# PC in der Tiefkühltruhe



## X-CosmicBlue (2. Juli 2008)

*PC in der Tiefkühltruhe*

Hat jemand schon mal probiert, einen PC in einer Tiefkühltruhe zu betreiben?
Ist ne Idee für eine Mod 

Aber was müßte man da beachten? 
Gerade was Leitungen rein/raus betrifft? Monitor, USB-Hub und Strom.
Und wie führt man die Kabel am günstigesten? Ein Stück aus der Wand schneiden, Kabel rein und die restliche Lücke mit Bauschaum wieder schließen? Oder lieber ein Stück aus der Gummiabdichtung der Lucke nehmen?

DVD-Laufwerk wird über den USB-Hub angeschlossen, ebenso wird eine USB-Soundkarte verwendet und Maus und Keybaord laufen natürlich auch über USB.
Ein/Aus erfolgt über eine Steckdosenleiste mit Schalter ("Power On after Power lost" im BIOS aktiviert).
Darf die Festplatte mit in die Truhe, oder sollte die lieber auch draußen bleiben?
Wäre für ein paar Ticks, Ratschläge und Ideen dankbar.

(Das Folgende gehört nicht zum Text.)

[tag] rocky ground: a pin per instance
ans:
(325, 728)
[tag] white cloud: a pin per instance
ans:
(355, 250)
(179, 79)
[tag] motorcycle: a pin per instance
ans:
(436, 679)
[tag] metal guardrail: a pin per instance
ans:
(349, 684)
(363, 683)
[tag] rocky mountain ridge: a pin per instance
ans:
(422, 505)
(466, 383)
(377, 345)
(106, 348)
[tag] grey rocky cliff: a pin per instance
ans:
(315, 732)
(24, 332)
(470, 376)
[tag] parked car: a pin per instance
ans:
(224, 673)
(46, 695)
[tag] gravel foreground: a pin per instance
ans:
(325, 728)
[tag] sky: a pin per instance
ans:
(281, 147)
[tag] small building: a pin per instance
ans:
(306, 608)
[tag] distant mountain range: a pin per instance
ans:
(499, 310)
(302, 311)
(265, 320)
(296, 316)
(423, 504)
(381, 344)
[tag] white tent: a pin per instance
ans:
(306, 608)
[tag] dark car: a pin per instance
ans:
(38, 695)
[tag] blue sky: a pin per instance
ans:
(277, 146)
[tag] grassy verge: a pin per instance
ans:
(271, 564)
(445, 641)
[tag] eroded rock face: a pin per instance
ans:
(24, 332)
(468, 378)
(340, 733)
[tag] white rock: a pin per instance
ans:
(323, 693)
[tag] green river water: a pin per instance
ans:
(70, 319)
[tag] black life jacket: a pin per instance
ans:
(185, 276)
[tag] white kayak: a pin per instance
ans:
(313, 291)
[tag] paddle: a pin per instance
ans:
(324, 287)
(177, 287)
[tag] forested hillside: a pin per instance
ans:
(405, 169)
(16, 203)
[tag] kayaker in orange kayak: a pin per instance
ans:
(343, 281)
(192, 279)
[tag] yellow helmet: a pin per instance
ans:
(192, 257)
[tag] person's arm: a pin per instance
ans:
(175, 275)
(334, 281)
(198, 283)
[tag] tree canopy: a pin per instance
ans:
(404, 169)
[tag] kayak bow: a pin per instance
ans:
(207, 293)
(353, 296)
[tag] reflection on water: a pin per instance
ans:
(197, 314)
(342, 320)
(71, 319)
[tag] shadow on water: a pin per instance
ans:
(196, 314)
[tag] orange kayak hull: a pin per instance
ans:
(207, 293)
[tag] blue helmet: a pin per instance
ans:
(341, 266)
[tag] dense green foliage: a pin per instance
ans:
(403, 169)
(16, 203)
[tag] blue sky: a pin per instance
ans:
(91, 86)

Eines haben wir schon ausprobiert: Die Luftfeuchtigkeit kondensiert hauptsächlich an Boden und Wänden der Truhe, es würde reichen, das MoBo etwas erhöht in die Truhe zu stellen. Abgesehen davon soll die dann ja nicht mehr so oft geöffnet werden. Auf Stufe 5 kühlt die Truhe bis auf minus 30°C runter und müßte dann gegen die natürlich immernoch aktive gekühlte (sprich mit einem Lüfter versehene) CPU und Grafikkarte gegenanarbeiten. Auf Grund des Volumens der Truhe schätzen wir, das sich die Temperatur um die 0°C einpendeln wird, bei Verwendung eines Pentium4 3,06 GHz und einer Geforce 7600 GS, zusammen mit 1GB DDR-333MHz RAM, auf einem MSI Motherbard dessen Bezeichnung ich gerade nicht näher kenne.

Ob und in wie weit man dann noch übertakten kann belibt fraglich, aber das soll auch nur erstmal ein erstes Testsystem sein, ob sowas überhaupt umsetzbar ist, oder ob dabei doch die Temperatur ins unermeßliche steigt oder die Truhe schlapp macht.


----------



## DanielX (2. Juli 2008)

*AW: PC in der Tiefkühltruhe*

Lustige Idee, hat ich auch schon mal, aber ich denke mal das eine Tiefkühltruhe nicht soviel Wärme pro Sekunde transportieren kann. 
Ne Kühltruhe ist zwar sehr Kalt, aber überleg mal wie lange die brauchen um erstmal kühl zu werden.
Ich denke mal am Ende ist es da drinnen heißer als wo anders.


----------



## Oliver (2. Juli 2008)

*AW: PC in der Tiefkühltruhe*

Viel Spaß bei dem Versuch. Einige Bauteile können gar keine Kälte vertragen und funktionieren ab einer gewissen Temperatur erst gar nicht mehr. Die Kabel würde ich durch die Dichtung im Deckel nach außen führen, da sich diese recht leicht ersetzen lässt. Bei einem Loch in der Seitenwand geht zu viel Kälte verloren.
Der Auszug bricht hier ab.